XII Edición

Curso 2015 - 2016

Alejandro Quintana

Sus cadenas

Victoria Martín Santiago, 16 años

                  Colegio Puertapalma (Badajoz)    

«¿Para qué complicarme la vida?», pensó Raúl. «Déjalo estar», le decía la voz de su conciencia.

Lo más fácil era olvidarse de todo y seguir adelante, como muchas otras veces había hecho. Solo tenía que volver a su vida normal, como si nada, llenarse la cabeza de otras cosas.

Sin embargo, volvía a estar sentado con la cabeza gacha escondida entre las manos y los ojos cerrados con fuerza. A sus cincuenta y dos años, no había pasado un solo día en el que no hubiera sentido, al menos por un instante, un pinchazo de culpabilidad, un pequeño recordatorio que lo atormentara.

Esta vez, un extraño e inusual impulso le había obligado a pararse un momento a pensar. Le costaba; no solía meditar sobre su vida.

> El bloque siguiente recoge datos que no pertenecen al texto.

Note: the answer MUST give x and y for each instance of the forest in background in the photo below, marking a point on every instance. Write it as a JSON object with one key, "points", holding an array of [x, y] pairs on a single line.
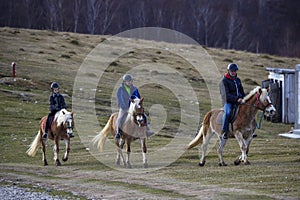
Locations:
{"points": [[259, 26]]}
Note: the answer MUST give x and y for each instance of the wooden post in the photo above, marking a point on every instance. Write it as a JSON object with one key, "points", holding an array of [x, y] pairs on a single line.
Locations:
{"points": [[13, 68], [295, 133]]}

Siempre encontraba otras ocupaciones de las que estar pendiente: el trabajo, su equipo de baloncesto, María… Nunca tenía tiempo para hacer un parón en su frenética y desordenada vida.

Ahora estaba solo, sin nadie ni nada a su alrededor con lo que distraerse.

«¿Qué estoy haciendo aquí?».

De repente se sintió ridículo. No tenía ningún sentido agobiarse por algo que había pasado hacía tantos años, por algo que podía olvidar. Pero, a pesar de parecer tan convencido, rondaban su mente pensamientos contradictorios que le confundían y le obligaban a permanecer sentado.

Raúl nunca había tenido demasiadas inquietudes; no le daba vueltas a lo que ocurría a su alrededor ni a él mismo. Simplemente las cosas le parecían bien o le daban igual. Esta sensación de culpabilidad, miedo e inseguridad insuperable era nuevas para él. Se sentía incómodo. Solo quería que todo aquel desconcierto desapareciera, pero no sabía cómo.

¿Por qué tuvo que dejarse llevar por su egoísmo y hacerle tanto daño a aquel hombre? Parecía que una pizca de arrepentimiento afloraba por fin en su corazón.

«¿Pero, qué hiciste?».

De nuevo se sintió culpable, se vio cruel.

Empezaron a temblarle ligeramente las piernas. Entonces quiso ponerse en pie, pero vaciló un instante y apenas llegó a separarse del banco. La cabeza comenzó a dolerle y notó que el sudor le empapaba el cuello. Todo era absurdo; no debía dejarse engañar, no debía ser tonto. El orgullo que lo cegaba estalló en su interior y le abrió los ojos de golpe. El corazón le latía rápido y respiraba con fuerza. Suspiró y se puso en pie con energía. Con ese suspiro acababa de condenarse de nuevo a las cadenas que arrastraba desde hacía tanto tiempo.

Se alejó con paso firme de aquel confesionario. No se figuraba que —por más que no la quisiera ver— aquella culpa no dejaba de existir.